James: The powers that be at Cardiff will very quickly realise what everyone already suspects, that Warnock is not cut out for the top flight. If Cardiff get off a bad start he’ll be gone by Christmas.
A two-fold question: Who do you believe to be the best signing of the window, and which side has done the best overall business this summer?
Joel: I think Max Meyer is a superb free transfer for Crystal Palace. If Meyer can fulfil his potential then you will not see a better free signing. Another shrewd peace of business is Ki Sung-yueng, who Newcastle signed on a free from Swansea. A tidy player with Premier League experience shows that there are still bargains to be had, even in modern football. In terms of the side that has had the best window, I think it has to be Arsenal. They have recruited in their weakest positions and have done so quickly and for good value so I expect them to hit the ground running.
Harry: I really like Chelsea’s acquisition of Jorginho from Napoli. The fact that reigning champions Manchester City were also close to signing him just emphasises his quality and if he’s able to develop a good rapport with fellow midfielder N’Golo Kante then I do believe this team will be a real force in the coming year. In terms of which clubs have had the best transfer window, with honourable mentions to the aforementioned Wolves as well as Liverpool, I’m going to second Joel and choose Arsenal. I like what they’ve done in bringing in (amongst others) a much needed defensive leader in Sokratis as well as Lucas Torreira who can beef up the midfield. I’m unconvinced however that this will be enough to get them back into the top four.
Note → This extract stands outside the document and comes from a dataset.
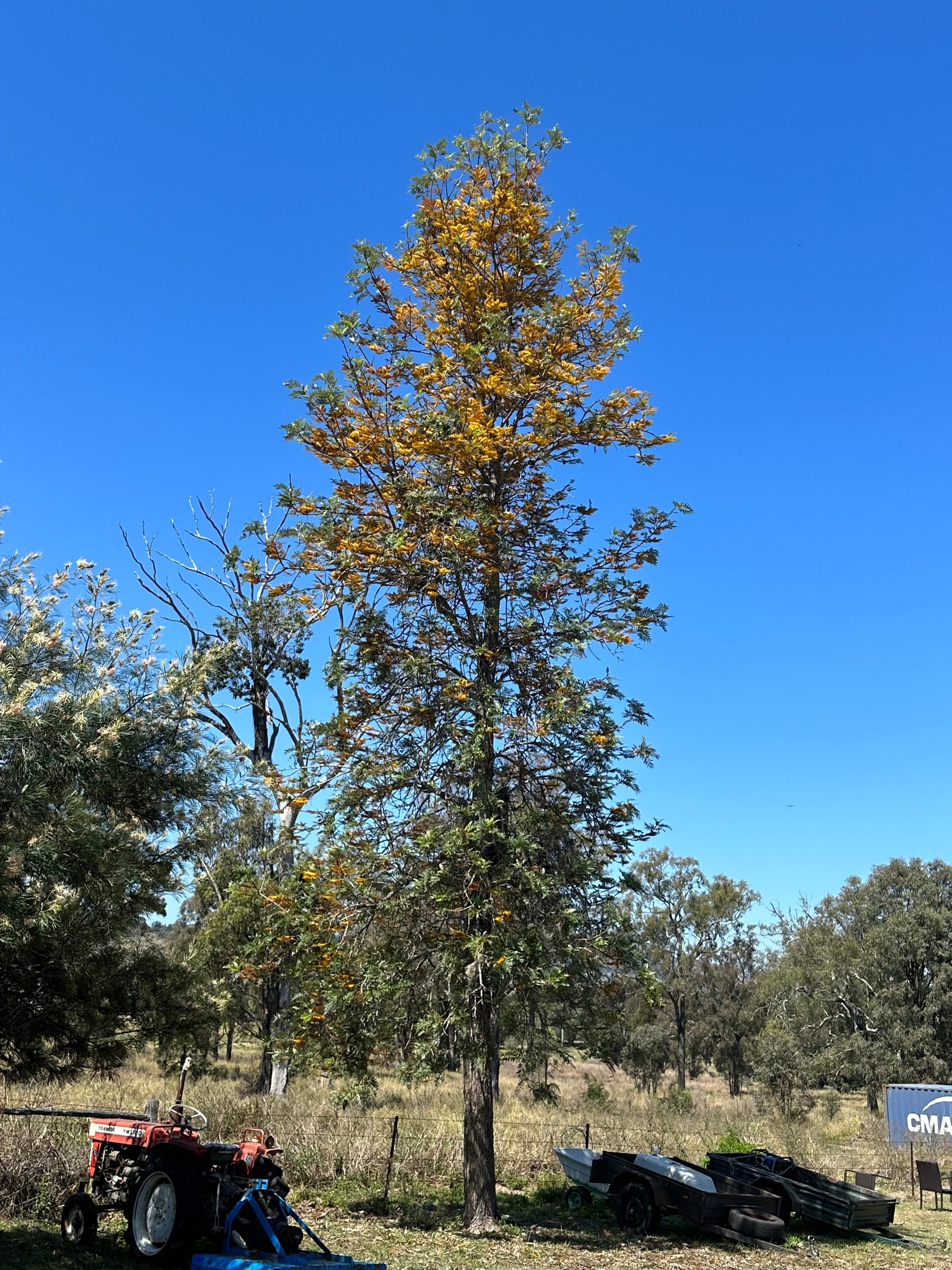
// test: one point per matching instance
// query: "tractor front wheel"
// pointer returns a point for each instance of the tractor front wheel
(80, 1220)
(164, 1213)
Lewis: Overall I think West Ham have done the best business as they have improved across the board, including in the dug-out. Wolves have also strengthened and look good for a strong return to the Premier League. Max Meyer is an interesting one as I think he expected to sign for a bigger club after leaving Schalke, hopefully he hits the ground running at Palace. Of the bigger teams I think Liverpool’s business has been really strong, they have bought a world-class goalkeeper in Alisson, two strong midfielders in Fabinho and Keita and Shaqiri can be an effective squad player.
James: It has to be Wolves’ acquisitions of Moutinho and Patricio. The former cost just £5 million and the latter arrived on a free and both are world class players. Given the excesses of the modern transfer market, these signings represent absolutely outstanding business. Elsewhere Liverpool’s acquisition of Keita should provide them with some much needed stability, which could mean the difference between first and second.
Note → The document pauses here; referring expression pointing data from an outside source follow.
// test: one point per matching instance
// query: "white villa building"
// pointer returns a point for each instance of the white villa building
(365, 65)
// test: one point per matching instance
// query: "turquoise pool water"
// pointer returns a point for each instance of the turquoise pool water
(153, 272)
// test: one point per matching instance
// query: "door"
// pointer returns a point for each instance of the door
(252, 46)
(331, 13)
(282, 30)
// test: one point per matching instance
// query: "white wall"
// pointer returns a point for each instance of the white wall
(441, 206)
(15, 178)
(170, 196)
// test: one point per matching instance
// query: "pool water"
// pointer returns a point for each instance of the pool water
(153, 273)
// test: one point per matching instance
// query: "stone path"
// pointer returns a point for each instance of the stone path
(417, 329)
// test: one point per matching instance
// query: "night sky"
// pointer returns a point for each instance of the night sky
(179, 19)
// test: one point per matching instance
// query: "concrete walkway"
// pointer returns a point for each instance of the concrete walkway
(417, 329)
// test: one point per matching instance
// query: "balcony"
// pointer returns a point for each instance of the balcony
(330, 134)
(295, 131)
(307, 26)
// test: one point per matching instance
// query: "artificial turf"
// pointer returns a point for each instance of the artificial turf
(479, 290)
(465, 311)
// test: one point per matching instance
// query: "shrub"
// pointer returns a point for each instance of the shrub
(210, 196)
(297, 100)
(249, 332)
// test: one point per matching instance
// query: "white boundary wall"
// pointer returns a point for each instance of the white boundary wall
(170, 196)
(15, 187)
Would you have liked to see VAR in use in the Premier League this season?
Joel: To quote Slaven Bilic at the World Cup, ‘to be honest I don’t care’. Let’s shut up about VAR and just be happy that after three long weeks football is back. I’m sure everyone will find something else to focus on soon, hopefully it’s a cracking season
Harry: I for one would have. I thought the World Cup showed it was an excellent acquisition to the sport. Yes it had its fair share of controversies, however these arose mainly from debates about its implementation rather than its merits as a concept. Ultimately, whether you like it or not, VAR is the future and I’m surprised that the self-styled “best league in the world” is yet to pick up on this.
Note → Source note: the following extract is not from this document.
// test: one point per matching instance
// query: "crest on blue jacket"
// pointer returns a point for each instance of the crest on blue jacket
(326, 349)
Lewis: VAR was great at the World Cup for making even the more boring games highly dramatic. I don’t think this would be replicated in the Premier League with so many games anyway, the novelty would wear off quite quickly. I’m sure the Premier League will survive without it, the football should be centre stage rather than the referees.
James: It was an interesting talking point in the World Cup and it did add an extra dimension to proceedings. However, punditry is often predictable enough as it is without the inevitable debates over VAR after every match. For tournaments where everything is on the line it’s an important addition, but I’d hate to see it week in week out in the league.